King’s The Dead Zone and The Stand foreshadowed the rise of Donald Trump and the current pandemic

Stephen Colbert had another Stephen, acclaimed author Stephen King, on The Late Show Tuesday night, where he asked King how he was able to so accurately predict the coronavirus crisis.

“People have been telling me for years that I sort of foresaw Donald Trump,” King said. “I wrote a book called The Dead Zone, and there was a character in there, a TV comedian-type guy who appealed to the common people, and told everybody that he was gonna solve the pollution problem ’cause he was gonna shoot it all into outer space!” King added snidely that ejecting garbage into outer space was “pretty favorable” to suggesting that people inject bleach into their own bodies as a treatment for COVID-19.

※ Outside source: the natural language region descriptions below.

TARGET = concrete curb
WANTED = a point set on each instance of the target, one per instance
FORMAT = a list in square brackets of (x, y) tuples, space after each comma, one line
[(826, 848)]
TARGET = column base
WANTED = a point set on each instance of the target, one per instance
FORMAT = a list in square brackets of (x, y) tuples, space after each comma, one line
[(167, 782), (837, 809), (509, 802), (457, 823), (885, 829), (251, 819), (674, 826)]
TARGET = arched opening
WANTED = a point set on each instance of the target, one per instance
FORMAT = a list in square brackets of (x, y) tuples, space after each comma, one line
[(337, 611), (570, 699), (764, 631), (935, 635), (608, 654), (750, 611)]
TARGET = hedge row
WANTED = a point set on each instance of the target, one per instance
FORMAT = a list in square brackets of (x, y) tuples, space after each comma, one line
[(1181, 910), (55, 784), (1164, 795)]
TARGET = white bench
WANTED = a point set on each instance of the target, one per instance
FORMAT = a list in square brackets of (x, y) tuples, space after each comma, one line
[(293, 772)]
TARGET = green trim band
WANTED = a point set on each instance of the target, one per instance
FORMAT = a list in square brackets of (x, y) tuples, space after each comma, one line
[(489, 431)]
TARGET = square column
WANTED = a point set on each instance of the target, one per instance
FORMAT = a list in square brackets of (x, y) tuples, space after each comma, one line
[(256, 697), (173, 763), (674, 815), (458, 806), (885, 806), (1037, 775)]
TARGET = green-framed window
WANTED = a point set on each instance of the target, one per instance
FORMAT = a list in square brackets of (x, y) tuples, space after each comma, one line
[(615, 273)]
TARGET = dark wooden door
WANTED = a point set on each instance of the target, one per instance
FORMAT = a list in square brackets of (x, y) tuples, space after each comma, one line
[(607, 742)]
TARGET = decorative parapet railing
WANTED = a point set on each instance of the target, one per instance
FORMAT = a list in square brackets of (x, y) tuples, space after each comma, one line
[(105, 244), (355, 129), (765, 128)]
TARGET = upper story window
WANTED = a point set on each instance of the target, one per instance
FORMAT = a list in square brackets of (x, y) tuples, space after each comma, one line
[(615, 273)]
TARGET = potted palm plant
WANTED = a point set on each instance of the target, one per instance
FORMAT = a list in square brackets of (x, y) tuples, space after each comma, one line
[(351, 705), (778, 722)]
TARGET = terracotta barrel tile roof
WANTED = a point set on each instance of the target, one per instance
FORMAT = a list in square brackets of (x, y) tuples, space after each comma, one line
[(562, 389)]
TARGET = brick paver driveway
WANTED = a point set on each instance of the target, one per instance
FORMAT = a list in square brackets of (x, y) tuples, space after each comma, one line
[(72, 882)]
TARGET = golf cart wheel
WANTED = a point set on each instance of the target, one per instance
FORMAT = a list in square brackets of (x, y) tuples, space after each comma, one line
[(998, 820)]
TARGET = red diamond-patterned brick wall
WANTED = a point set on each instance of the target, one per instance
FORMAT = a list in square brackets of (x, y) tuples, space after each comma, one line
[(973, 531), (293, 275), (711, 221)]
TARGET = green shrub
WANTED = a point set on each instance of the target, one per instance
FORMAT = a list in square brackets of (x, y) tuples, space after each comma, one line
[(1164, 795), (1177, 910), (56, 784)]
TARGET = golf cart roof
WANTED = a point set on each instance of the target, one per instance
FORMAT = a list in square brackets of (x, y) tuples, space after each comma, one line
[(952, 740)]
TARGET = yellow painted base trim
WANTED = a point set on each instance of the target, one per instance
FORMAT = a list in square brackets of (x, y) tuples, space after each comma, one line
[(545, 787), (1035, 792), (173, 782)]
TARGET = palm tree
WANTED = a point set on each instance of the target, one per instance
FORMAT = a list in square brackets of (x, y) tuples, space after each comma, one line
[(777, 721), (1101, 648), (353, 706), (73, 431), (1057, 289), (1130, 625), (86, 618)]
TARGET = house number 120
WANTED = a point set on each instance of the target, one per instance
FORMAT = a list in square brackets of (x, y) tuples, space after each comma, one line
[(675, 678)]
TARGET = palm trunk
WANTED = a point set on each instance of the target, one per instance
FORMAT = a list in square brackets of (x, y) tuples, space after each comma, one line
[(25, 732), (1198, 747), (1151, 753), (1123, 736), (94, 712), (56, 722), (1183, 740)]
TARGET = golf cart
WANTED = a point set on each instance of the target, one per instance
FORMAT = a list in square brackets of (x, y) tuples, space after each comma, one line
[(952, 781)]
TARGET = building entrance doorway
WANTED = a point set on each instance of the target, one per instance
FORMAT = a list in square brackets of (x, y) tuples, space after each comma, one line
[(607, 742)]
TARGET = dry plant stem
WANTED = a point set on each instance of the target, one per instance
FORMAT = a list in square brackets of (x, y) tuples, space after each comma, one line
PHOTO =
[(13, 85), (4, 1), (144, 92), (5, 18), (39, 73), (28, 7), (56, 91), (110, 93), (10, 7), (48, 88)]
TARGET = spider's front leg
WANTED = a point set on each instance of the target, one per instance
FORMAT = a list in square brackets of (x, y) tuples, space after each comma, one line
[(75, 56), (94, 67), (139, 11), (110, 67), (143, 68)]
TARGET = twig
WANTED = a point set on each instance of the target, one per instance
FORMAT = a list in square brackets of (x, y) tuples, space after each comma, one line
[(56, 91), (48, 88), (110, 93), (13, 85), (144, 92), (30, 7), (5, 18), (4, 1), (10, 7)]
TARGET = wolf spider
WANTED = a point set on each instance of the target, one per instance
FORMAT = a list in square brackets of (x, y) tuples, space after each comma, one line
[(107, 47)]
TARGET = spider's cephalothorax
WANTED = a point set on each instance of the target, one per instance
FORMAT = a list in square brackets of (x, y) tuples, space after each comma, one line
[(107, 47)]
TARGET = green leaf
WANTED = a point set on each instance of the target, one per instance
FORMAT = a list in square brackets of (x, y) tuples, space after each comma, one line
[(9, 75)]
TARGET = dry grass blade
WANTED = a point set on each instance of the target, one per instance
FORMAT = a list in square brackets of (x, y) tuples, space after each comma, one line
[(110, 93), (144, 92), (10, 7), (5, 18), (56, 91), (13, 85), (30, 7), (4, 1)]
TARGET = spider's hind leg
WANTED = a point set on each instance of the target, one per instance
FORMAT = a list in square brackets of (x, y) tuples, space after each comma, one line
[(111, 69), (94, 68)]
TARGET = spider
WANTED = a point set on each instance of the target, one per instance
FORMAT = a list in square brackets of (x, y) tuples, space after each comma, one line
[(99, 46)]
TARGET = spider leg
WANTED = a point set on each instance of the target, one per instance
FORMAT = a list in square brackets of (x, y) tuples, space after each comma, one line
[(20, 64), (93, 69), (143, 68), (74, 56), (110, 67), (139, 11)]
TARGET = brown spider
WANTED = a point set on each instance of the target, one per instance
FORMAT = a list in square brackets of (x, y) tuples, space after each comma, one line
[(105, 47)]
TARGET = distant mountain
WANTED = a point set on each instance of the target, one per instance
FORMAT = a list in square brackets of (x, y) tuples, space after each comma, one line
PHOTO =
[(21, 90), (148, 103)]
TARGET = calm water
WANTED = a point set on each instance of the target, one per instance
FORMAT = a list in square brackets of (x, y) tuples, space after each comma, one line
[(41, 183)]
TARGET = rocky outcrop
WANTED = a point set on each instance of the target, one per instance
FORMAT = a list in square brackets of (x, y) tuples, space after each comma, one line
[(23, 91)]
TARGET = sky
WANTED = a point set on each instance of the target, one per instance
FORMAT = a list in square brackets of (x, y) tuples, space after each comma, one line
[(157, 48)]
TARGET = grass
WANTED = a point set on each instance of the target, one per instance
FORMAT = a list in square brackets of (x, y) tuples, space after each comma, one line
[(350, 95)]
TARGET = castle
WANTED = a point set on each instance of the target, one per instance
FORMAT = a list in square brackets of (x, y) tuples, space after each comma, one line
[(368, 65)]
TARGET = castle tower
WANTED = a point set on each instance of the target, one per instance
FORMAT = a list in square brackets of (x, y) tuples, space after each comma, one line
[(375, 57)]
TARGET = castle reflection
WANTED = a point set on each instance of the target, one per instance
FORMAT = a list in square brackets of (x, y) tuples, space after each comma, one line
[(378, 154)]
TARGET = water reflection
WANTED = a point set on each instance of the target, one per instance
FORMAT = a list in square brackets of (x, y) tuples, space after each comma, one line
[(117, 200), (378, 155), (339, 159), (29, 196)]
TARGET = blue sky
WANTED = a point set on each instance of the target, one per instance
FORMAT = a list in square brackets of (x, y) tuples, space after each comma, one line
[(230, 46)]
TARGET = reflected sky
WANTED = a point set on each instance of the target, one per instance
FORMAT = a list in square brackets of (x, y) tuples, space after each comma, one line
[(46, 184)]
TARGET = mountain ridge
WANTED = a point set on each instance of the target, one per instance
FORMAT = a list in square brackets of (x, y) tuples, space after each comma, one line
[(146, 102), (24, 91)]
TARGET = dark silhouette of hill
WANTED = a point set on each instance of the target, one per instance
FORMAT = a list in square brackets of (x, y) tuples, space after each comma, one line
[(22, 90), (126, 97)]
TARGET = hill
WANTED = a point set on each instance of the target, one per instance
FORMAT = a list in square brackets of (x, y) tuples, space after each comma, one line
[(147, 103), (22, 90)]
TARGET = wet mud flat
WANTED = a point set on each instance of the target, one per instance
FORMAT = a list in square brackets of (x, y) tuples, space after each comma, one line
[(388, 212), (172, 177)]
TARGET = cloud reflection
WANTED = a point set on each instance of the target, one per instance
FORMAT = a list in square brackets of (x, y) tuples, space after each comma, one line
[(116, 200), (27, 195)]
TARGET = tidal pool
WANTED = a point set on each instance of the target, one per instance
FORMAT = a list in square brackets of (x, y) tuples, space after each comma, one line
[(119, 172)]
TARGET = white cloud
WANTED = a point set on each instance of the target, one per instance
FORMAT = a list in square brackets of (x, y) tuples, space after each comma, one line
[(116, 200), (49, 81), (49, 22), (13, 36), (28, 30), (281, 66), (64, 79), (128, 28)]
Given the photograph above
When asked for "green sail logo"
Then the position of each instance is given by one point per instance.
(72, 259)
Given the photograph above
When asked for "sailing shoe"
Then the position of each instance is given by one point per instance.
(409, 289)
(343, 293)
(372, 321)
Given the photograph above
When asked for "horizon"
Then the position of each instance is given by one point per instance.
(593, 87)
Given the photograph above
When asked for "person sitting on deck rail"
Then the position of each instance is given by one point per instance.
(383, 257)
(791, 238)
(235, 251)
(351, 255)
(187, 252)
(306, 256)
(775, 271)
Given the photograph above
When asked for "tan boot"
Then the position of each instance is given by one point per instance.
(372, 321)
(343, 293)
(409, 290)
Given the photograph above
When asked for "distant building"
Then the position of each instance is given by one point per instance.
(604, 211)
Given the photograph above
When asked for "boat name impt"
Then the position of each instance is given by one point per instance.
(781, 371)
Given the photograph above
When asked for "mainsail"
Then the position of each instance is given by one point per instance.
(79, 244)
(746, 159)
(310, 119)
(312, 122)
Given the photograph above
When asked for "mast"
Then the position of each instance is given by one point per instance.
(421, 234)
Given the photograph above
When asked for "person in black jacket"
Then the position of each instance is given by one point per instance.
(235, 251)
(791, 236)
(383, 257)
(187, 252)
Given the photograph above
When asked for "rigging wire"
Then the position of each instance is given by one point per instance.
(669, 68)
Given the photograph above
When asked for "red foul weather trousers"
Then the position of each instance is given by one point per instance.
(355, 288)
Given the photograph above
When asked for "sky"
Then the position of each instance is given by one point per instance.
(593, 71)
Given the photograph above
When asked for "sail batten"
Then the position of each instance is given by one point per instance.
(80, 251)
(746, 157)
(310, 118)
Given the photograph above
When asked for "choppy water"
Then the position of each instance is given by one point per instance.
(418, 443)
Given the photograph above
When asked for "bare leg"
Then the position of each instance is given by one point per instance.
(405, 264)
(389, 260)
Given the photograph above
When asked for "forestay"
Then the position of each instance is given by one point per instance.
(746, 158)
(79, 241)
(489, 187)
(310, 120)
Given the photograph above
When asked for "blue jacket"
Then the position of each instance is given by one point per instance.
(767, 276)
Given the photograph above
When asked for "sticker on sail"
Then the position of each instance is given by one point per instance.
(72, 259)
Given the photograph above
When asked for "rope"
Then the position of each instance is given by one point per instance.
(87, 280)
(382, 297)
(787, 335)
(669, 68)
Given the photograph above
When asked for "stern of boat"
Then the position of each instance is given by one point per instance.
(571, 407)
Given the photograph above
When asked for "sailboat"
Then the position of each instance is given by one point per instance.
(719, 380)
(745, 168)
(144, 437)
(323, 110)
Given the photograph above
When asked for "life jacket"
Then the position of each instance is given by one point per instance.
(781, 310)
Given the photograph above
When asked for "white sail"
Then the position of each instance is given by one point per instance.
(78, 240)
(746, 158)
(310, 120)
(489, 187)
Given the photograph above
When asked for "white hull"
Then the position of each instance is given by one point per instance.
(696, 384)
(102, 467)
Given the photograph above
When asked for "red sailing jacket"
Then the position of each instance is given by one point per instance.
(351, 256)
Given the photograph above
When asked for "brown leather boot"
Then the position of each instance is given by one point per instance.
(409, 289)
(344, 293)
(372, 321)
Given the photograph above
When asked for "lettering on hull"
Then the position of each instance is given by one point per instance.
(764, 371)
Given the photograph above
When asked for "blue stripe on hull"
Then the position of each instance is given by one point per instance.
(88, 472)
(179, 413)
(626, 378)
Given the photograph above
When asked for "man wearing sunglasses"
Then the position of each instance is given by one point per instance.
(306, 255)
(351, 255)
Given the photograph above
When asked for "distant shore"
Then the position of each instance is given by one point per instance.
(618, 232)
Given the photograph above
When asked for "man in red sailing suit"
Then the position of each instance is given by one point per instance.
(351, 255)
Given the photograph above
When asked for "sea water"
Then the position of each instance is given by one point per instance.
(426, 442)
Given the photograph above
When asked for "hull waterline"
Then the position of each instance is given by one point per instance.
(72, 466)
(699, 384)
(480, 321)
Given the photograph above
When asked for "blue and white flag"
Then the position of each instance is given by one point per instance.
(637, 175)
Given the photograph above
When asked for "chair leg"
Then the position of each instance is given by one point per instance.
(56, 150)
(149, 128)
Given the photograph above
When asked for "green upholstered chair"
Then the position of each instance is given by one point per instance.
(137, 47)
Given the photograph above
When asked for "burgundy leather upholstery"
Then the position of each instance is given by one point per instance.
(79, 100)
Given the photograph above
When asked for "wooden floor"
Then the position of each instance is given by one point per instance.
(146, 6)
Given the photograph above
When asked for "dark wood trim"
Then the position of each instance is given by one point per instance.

King wrote another book in the Seventies called The Stand, about a highly contagious, global virus that spawns a cottage industry of American opportunists willing to capitalize on its ubiquity. The author said he gets stopped on the street for that one now, too.

“My response is, ‘I’m sorry for that,’” he said. “But when I wrote it back in the Seventies, I just had this idea based on a chemical spill in Utah. And I went to a doctor that I knew, and I said, ‘Could you give me a scenario for a pandemic that wipes out 98% of the Earth’s population?’ And his eyes lit up. I mean, they love that sort of apocalyptic ‘what if’ scenario.”